Nephritis, clinical trials and biomarkers rank highest among research priorities related to childhood-onset systematic lupus erythematosus, according to a survey of rheumatologists, dermatologists and nephrologists published in Pediatric Rheumatology.
“While many aspects of adult and childhood SLE pathophysiology are likely similar, important differences exist concerning genetic predisposition, environmental triggers, pharmacokinetics and management of concerns specific to the pediatric population such as neurodevelopment, growth, puberty, mental health and educational development,” Stacy P. Ardoin, MD, of Nationwide Children’s Hospital, and colleagues wrote.
The researchers added that “our understanding of [childhood-onset] SLE is limited by key gaps in knowledge surrounding these factors, which influence natural history as well as the identification of phenotypic and molecular heterogeneity impacting treatment choices, clinical outcomes and medication toxicity.”
Nephritis ranked among the top research priorities related to childhood-onset SLE in a survey of rheumatologists, dermatologists and nephrologists.

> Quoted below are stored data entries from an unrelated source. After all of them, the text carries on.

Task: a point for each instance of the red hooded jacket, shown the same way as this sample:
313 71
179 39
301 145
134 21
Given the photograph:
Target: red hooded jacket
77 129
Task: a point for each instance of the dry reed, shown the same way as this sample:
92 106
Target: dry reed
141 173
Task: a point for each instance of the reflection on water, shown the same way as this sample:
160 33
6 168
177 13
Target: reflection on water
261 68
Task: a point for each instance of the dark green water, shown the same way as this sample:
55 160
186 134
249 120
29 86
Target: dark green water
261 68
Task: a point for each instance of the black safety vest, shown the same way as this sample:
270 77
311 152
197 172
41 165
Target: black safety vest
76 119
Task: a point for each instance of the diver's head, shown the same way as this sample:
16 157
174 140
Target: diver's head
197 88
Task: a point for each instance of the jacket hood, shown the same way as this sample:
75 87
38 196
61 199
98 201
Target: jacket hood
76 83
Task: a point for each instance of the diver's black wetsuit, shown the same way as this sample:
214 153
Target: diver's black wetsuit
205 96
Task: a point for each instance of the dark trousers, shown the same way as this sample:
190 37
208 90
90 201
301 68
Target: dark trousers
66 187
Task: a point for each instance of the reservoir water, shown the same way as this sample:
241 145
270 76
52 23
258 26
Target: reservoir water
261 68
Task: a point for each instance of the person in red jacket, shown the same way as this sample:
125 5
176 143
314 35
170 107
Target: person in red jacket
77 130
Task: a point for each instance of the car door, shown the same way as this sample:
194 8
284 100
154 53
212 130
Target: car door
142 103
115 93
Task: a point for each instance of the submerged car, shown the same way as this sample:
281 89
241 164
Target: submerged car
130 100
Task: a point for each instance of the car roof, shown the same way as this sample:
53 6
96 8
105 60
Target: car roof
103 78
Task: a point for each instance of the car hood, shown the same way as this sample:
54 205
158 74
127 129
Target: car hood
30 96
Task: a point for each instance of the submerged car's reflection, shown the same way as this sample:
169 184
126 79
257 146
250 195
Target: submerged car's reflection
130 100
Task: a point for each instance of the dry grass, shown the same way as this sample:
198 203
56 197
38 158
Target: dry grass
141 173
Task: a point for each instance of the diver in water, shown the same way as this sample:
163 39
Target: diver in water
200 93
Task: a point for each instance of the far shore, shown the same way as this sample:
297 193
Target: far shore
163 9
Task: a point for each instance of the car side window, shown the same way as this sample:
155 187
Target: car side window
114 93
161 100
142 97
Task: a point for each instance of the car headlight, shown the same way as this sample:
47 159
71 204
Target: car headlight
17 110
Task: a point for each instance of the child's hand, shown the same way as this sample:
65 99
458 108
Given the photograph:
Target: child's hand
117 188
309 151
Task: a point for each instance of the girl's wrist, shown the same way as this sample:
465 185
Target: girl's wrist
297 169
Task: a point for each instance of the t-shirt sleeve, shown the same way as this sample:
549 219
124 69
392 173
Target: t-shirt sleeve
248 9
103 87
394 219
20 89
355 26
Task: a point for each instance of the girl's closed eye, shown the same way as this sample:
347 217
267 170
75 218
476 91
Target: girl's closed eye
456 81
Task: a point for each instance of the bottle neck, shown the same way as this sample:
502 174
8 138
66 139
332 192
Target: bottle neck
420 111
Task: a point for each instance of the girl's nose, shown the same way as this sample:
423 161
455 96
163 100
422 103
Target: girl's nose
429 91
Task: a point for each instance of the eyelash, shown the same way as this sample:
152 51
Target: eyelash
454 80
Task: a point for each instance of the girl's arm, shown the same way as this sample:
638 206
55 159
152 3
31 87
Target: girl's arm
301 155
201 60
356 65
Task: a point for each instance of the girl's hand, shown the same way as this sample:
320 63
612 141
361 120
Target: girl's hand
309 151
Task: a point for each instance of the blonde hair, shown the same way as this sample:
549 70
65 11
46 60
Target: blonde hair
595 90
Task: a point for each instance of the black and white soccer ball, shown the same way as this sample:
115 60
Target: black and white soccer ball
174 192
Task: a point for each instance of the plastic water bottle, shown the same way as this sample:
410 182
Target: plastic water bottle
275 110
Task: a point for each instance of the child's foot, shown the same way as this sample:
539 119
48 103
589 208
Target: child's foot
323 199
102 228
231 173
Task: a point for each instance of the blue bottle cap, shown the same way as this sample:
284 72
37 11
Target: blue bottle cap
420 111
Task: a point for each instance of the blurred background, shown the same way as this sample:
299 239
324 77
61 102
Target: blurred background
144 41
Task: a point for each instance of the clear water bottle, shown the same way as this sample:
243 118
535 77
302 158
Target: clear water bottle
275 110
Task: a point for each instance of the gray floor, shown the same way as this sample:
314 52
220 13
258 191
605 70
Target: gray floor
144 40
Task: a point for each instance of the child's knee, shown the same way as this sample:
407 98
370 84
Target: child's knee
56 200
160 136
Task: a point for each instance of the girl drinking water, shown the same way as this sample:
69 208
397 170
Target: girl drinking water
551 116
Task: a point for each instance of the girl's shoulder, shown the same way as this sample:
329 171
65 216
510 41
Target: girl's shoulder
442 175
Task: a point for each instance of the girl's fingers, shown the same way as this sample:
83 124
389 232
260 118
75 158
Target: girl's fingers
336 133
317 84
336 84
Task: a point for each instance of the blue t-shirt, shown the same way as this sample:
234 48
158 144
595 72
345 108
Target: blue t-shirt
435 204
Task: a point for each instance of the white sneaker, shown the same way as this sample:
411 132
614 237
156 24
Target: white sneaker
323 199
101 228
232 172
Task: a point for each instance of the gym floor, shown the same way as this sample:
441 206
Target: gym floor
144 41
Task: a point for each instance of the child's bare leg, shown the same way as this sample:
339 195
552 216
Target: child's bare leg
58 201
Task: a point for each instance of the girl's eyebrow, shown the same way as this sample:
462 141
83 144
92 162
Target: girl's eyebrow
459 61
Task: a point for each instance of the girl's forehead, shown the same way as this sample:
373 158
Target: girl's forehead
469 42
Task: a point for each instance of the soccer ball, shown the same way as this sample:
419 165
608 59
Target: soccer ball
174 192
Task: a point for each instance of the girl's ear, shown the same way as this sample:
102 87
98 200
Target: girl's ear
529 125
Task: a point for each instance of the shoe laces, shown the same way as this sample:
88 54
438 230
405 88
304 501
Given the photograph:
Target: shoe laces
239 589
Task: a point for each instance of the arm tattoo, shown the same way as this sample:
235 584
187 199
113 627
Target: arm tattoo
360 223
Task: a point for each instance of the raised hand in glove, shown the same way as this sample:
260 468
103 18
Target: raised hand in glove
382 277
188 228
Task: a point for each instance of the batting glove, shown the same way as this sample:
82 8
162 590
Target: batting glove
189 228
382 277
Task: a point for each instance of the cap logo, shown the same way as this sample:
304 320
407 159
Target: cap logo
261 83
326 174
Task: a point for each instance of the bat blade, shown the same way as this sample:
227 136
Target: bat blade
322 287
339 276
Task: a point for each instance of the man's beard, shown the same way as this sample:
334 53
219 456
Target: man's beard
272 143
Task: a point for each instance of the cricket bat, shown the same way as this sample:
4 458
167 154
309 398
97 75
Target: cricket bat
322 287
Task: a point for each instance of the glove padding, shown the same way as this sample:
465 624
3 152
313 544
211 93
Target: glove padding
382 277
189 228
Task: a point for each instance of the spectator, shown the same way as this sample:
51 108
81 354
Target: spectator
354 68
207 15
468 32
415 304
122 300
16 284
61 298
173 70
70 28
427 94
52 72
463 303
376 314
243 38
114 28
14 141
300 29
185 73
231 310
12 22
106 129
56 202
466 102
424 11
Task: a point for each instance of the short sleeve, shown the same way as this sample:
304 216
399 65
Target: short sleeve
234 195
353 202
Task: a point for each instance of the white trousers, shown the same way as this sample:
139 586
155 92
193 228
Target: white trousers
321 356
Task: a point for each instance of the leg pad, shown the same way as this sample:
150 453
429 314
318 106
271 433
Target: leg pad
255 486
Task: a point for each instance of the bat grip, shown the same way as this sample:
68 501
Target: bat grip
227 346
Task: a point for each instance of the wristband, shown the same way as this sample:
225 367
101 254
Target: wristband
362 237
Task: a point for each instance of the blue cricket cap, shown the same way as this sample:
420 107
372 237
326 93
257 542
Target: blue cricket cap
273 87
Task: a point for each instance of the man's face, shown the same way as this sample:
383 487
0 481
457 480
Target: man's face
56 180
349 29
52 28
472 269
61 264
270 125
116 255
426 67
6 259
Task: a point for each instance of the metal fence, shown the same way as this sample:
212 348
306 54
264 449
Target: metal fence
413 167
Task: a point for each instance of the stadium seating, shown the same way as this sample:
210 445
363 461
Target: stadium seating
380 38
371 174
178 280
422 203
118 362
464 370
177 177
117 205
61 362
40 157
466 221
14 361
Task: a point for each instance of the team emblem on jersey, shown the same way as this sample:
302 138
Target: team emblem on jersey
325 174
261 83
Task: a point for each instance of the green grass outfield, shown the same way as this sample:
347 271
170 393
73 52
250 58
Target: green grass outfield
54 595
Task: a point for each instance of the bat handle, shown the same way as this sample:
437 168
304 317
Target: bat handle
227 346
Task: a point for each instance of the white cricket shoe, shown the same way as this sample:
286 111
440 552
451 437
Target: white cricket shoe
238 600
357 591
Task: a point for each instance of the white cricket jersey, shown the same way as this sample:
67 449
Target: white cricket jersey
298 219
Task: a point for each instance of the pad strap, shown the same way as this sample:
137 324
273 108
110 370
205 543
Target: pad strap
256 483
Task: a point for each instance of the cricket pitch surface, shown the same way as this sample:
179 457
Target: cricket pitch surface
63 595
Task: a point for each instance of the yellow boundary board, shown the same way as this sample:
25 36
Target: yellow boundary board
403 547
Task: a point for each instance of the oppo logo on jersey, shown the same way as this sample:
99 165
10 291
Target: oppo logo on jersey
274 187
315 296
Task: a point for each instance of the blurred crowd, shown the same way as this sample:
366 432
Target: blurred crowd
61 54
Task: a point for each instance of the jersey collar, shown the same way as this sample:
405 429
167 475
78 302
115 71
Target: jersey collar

To address these gaps in knowledge, the Lupus Foundation of America (LFA) and the Childhood Arthritis and Rheumatology Research Alliance (CARRA) partnered to develop and distribute surveys to rheumatologists, dermatologists and nephrologists. The survey itself was developed by a working group that included members of both the LFA and CARRA, as well as the Midwestern Pediatric Nephrology Consortium (MWPNC) and the Pediatric Dermatology Research Association (PeDRA), based on their expertise and a literature review.
The online survey was distributed via Qualtrics to 752 members of CARRA, the MWPNC and the PeDRA. It included 17 items, and asked respondents to categorize research domains as either high, medium or low priority. In addition, for domains categorized as high priority, respondents were asked to rank research topics within that category. A total of 256 individuals responded to the survey, of whom 55% were pediatric rheumatologists, 24% were nephrologists, 7% were dermatologists, 2% were adult and pediatric rheumatologists, 9% were fellows and 2% identified as “other.”
According to the researchers, nephritis was the highest ranked priority for childhood-onset SLE among the participants, followed by clinical trials, biomarkers, neuropsychiatric disease, quality of life, cardiovascular outcomes, transition to adult care, mental care and adult outcomes. Respondents in all groups ranked nephritis, clinical trials and biomarkers among their top five priorities. In addition, all groups agreed on specific areas of focus within each research priority. These included determining best treatments, biomarkers and pathophysiology, drug discovery and novel treatments, understanding long term outcomes, and refining provider reported quality measures.
“These results confirm critical, unmet needs in [childhood-onset] SLE,” Ardoin and colleagues wrote. “It has been well established that lupus nephritis is highly prevalent in [childhood-onset] SLE, and despite clear advances in the improvement of patient and renal survival over the last several decades, clinicians and investigators across specialties agree further research needs to be carried out, particularly around treatments and outcomes. Treatment for [childhood-onset] SLE, and particularly [lupus nephritis], is extrapolated from adult clinical trials data, and optimal drug dosing, duration of therapy and outcomes measurement may be distinct for pediatric patients.” – by Jason Laday
Disclosure: The researchers report no relevant financial disclosures.